Investors will also be laser-focused on concentration risk. If the “worst-case scenario” for OpenAI plays out – Gemini cements a durable lead, OpenAI’s revenue trajectory falls well short of the trillion-dollar spend narrative, and some contracted capacity goes unused – Oracle has to prove it can backfill those data centers with other hyperscale and enterprise demand. The company has already talked up large deals with Meta,

, and other AI labs, but Zino warns that the Street’s long-term EPS targets “bake in” a very robust OpenAI outcome. Any suggestion that Oracle’s $300 billion OpenAI contribution to RPO is less firm or slower to monetize than implied would hit both the backlog story and the credit story simultaneously.

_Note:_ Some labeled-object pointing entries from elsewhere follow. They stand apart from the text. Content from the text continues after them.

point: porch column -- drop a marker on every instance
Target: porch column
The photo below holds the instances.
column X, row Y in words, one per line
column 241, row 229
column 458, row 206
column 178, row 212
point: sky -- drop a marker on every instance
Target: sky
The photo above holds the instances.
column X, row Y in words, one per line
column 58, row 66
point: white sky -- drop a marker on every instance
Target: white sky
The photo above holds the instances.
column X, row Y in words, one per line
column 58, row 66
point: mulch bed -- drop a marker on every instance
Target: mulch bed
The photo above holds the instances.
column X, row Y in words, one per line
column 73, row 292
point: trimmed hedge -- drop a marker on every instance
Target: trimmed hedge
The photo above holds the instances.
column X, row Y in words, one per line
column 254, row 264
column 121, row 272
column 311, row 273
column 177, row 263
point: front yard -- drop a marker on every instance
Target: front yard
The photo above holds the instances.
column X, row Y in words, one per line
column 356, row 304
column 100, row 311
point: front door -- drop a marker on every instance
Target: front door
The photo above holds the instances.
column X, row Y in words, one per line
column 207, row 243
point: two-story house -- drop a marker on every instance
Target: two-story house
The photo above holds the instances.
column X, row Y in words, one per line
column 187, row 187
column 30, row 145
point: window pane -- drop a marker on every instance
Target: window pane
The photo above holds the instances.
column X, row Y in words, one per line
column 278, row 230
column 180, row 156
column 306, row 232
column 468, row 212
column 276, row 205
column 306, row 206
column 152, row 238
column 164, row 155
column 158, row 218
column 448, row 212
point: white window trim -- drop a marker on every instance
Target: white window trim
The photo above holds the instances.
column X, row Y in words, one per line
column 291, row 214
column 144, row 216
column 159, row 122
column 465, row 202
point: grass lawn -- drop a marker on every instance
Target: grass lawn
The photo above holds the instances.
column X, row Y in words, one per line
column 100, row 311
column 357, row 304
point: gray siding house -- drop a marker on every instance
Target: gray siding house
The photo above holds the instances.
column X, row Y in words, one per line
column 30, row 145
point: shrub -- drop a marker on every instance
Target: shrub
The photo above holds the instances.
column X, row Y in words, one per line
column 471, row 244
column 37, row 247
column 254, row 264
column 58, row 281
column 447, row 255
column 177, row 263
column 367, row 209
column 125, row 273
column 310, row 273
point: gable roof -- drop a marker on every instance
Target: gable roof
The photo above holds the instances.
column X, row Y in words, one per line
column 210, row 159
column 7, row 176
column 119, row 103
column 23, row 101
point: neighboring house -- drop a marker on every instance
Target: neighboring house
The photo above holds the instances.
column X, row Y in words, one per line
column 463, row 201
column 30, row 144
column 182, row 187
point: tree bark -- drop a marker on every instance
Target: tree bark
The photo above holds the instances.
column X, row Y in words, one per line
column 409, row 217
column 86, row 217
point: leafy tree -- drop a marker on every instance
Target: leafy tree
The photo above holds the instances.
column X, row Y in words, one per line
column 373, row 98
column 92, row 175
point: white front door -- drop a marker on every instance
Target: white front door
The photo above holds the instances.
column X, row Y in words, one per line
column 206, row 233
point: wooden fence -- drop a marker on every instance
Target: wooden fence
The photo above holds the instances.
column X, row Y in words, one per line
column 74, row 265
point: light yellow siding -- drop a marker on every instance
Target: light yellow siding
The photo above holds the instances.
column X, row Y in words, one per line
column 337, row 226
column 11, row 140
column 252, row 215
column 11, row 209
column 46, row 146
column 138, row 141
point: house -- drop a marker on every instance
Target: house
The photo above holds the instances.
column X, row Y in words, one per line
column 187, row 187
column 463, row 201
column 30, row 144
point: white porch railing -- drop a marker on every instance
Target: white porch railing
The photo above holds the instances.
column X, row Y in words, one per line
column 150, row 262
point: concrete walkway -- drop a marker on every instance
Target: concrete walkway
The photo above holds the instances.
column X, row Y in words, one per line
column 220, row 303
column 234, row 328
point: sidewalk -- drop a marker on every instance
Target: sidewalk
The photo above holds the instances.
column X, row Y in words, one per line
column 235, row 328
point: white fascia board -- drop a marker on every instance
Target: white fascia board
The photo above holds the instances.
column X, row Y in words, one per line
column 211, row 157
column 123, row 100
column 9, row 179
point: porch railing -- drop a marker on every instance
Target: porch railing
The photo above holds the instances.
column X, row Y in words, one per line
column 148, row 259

Against that backdrop, here’s what matters most on Wednesday:

  • Bookings and RPO: Not just the headline RPO figure, but the breakdown of how much is tied to OpenAI vs. other AI labs and enterprise customers, and how much is truly “contractually firm” versus contingent on deployment milestones.
  • Capex and financing: Updated capex guidance beyond the current ~$35 billion fiscal-year plan, details on the mix of vendor financing, leases, and debt, and any commitment not to re-enter the bond market for a defined period.
  • Free cash flow path: A clearer bridge from today’s negative free cash flow to positive territory, including timing, margin assumptions on AI infrastructure, and how quickly new capacity becomes gross-margin and cash-flow accretive.
  • Credit and ratings: Management’s stance on preserving investment-grade status, and whether they explicitly address CDS widening and recent downgrades/dovish comments from credit analysts.
  • AI demand and competitive positioning: Evidence that AI infrastructure demand remains “insatiable” beyond OpenAI – including Meta, xAI, and other labs – and that Oracle’s differentiated network and database stack can sustain premium economics rather than devolving into a commodity GPU-hosting business.

If Oracle can deliver a quarter that pairs solid numbers with a credible funding and risk-management roadmap, this could mark the point where the stock stops trading as a pure “OpenAI leverage short” and starts trading again as a long-duration AI infrastructure play. If the narrative wobbles, the market may decide that when someone says they’ve “sold 4 million homes to buyers with no income,” it’s time to ask a few more questions before funding the next subdivision.